Inside the Santa Catarina Tuna Cannery: A Deep Dive into Azorean Seafood Heritage

If you ask most people what São Jorge Island in the Azores is known for, they’ll probably say, cheese. And while I’ll never argue against the power of São Jorge cheese (it might honestly be my favorite thing on the planet), there’s another story here that deserves just as much attention - the story of tuna (the most important fishery to the islands!), and the factory that has defined seafood heritage on this island for generations: the Santa Catarina tuna cannery.

Santa Catarina is the largest employer on São Jorge - an island with fewer than 9,000 residents. Generations of families have found steady work here, and in a place where economic opportunities can be scarce, that stability has kept people rooted on the island rather than forced to leave.

The factory produces exclusively canned tuna, mostly skipjack, landed by boats fishing in the waters surrounding the Azores and Madeira. From a sustainability perspective, it’s also important to note that skipjack tuna is one of the more resilient species, and the Azores have a long history of responsible fishing practices. The boats landing fish here are small-scale, working under strict quotas, and deeply connected to their communities. Most of the fish being landed here is actually caught file pole and line fishing - one of the most sustainable fishing methods in the world. 

Hand-Packed Tradition in a Global Industry

Walking through the factory, the first thing that hit me wasn’t the noise or the machinery, it was the rhythm of human hands at work. Just like Conservas Pinhais in Matosinhos, Santa Catarina still hand-packs every can in their factory. In an era where most of the world has turned to machines for speed and uniformity, this factory has held on to the craft, believing that precision, care, and tradition matter.

The tuna is cooked and carefully portioned before being packed by hand into cans, alongside high quality olive oil, herbs, and vegetables that also come from the islands. While you can always purchase the classic tuna in olive oil, Santa Catarina has also expanded their offerings over the years to include other flavors that showcase the islands including: 4 Pepper, Azorean pepper, fennel, ginger, thyme, and oregano. 

And that strong sense of place is carried through every bite in each tin. When you buy Santa Catarina tuna, you’re not just buying fish, you’re buying into the story of the Azores and the people who live here.

Why This Cannery Matters

Globally, canned tuna is often treated as cheap protein, something you buy on sale and throw into a quick meal or stock up for the apocalypse. But Santa Catarina flips that idea on its head. Their tuna is celebrated in Portugal and beyond, often found in specialty food shops and praised for its quality.

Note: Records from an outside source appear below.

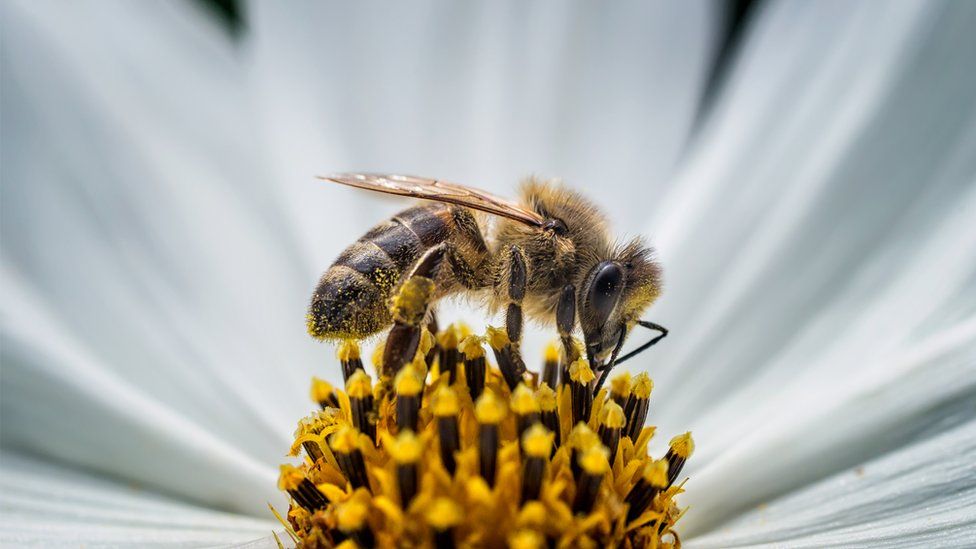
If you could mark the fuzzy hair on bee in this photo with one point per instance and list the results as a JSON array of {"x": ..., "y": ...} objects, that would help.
[{"x": 549, "y": 256}]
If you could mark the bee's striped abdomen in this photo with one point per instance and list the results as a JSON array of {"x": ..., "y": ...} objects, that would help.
[{"x": 352, "y": 297}]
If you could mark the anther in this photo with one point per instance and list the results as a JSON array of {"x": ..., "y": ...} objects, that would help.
[
  {"x": 474, "y": 364},
  {"x": 594, "y": 465},
  {"x": 352, "y": 517},
  {"x": 360, "y": 391},
  {"x": 526, "y": 408},
  {"x": 349, "y": 357},
  {"x": 580, "y": 376},
  {"x": 303, "y": 491},
  {"x": 345, "y": 446},
  {"x": 489, "y": 411},
  {"x": 636, "y": 408},
  {"x": 446, "y": 407},
  {"x": 611, "y": 424},
  {"x": 537, "y": 446},
  {"x": 548, "y": 411},
  {"x": 443, "y": 515},
  {"x": 581, "y": 439},
  {"x": 620, "y": 388},
  {"x": 550, "y": 365},
  {"x": 447, "y": 341},
  {"x": 409, "y": 387},
  {"x": 323, "y": 394},
  {"x": 509, "y": 361},
  {"x": 406, "y": 450},
  {"x": 654, "y": 478},
  {"x": 681, "y": 448}
]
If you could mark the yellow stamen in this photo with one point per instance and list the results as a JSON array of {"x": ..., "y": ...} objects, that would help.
[
  {"x": 359, "y": 385},
  {"x": 537, "y": 441},
  {"x": 348, "y": 350},
  {"x": 443, "y": 513},
  {"x": 524, "y": 401},
  {"x": 641, "y": 386},
  {"x": 580, "y": 372},
  {"x": 405, "y": 448},
  {"x": 489, "y": 408},
  {"x": 408, "y": 382},
  {"x": 471, "y": 347},
  {"x": 497, "y": 338},
  {"x": 445, "y": 402},
  {"x": 546, "y": 398}
]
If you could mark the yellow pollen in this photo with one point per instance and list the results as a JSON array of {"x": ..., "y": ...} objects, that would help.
[
  {"x": 489, "y": 408},
  {"x": 580, "y": 372},
  {"x": 408, "y": 382},
  {"x": 546, "y": 397},
  {"x": 526, "y": 539},
  {"x": 533, "y": 515},
  {"x": 595, "y": 460},
  {"x": 410, "y": 303},
  {"x": 683, "y": 445},
  {"x": 613, "y": 415},
  {"x": 405, "y": 448},
  {"x": 537, "y": 441},
  {"x": 471, "y": 347},
  {"x": 523, "y": 400},
  {"x": 349, "y": 350},
  {"x": 655, "y": 473},
  {"x": 551, "y": 354},
  {"x": 352, "y": 515},
  {"x": 427, "y": 340},
  {"x": 321, "y": 390},
  {"x": 620, "y": 384},
  {"x": 443, "y": 513},
  {"x": 359, "y": 385},
  {"x": 445, "y": 402},
  {"x": 290, "y": 478},
  {"x": 497, "y": 338},
  {"x": 448, "y": 338},
  {"x": 641, "y": 386},
  {"x": 345, "y": 440},
  {"x": 582, "y": 437}
]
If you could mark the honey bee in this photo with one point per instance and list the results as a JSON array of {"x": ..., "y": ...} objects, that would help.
[{"x": 548, "y": 256}]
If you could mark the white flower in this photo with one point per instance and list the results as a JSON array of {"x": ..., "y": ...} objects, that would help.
[{"x": 161, "y": 232}]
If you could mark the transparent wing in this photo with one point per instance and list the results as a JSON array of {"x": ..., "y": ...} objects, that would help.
[{"x": 441, "y": 191}]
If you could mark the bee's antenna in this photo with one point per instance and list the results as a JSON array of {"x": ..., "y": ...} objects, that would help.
[{"x": 651, "y": 326}]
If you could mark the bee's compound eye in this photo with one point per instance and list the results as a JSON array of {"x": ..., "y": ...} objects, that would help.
[
  {"x": 605, "y": 290},
  {"x": 556, "y": 225}
]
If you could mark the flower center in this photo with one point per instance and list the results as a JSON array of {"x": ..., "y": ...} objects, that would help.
[{"x": 451, "y": 450}]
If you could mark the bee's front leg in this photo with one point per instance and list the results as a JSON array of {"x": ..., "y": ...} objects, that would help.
[
  {"x": 409, "y": 310},
  {"x": 506, "y": 345},
  {"x": 565, "y": 322}
]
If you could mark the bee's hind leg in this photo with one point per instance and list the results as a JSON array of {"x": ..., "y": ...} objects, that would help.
[
  {"x": 409, "y": 310},
  {"x": 506, "y": 345}
]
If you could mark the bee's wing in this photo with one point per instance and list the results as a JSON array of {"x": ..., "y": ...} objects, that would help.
[{"x": 440, "y": 191}]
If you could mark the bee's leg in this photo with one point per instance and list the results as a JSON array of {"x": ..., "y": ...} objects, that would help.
[
  {"x": 409, "y": 311},
  {"x": 565, "y": 321},
  {"x": 506, "y": 347}
]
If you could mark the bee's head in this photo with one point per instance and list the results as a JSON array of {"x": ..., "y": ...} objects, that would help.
[{"x": 613, "y": 295}]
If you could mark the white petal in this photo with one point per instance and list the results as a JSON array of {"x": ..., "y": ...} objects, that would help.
[
  {"x": 922, "y": 495},
  {"x": 49, "y": 506},
  {"x": 483, "y": 93},
  {"x": 137, "y": 218},
  {"x": 817, "y": 291}
]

The fact that it’s hand-packed, that it comes from Azorean waters, with the highest quality olive oils and herbs, and that it supports small island economies makes it not just a can of tuna, but a story in itself.

For São Jorge, it’s economic stability. For the Azores, it's cultural heritage. And for consumers, it’s a chance to taste seafood that still carries the fingerprints of the people who made it.

As the ferry carried me back to Pico that evening, São Jorge’s cliffs fading into the horizon and a wheel of cheese and a dozen cans of tuna tucked into my bag, I kept thinking about the quiet importance of this place. The Santa Catarina tuna cannery is a symbol of resilience, heritage, and the deep relationship the Azores has with the sea. It’s exactly the kind of place that I dreamt of visiting and sharing when I started on this journey.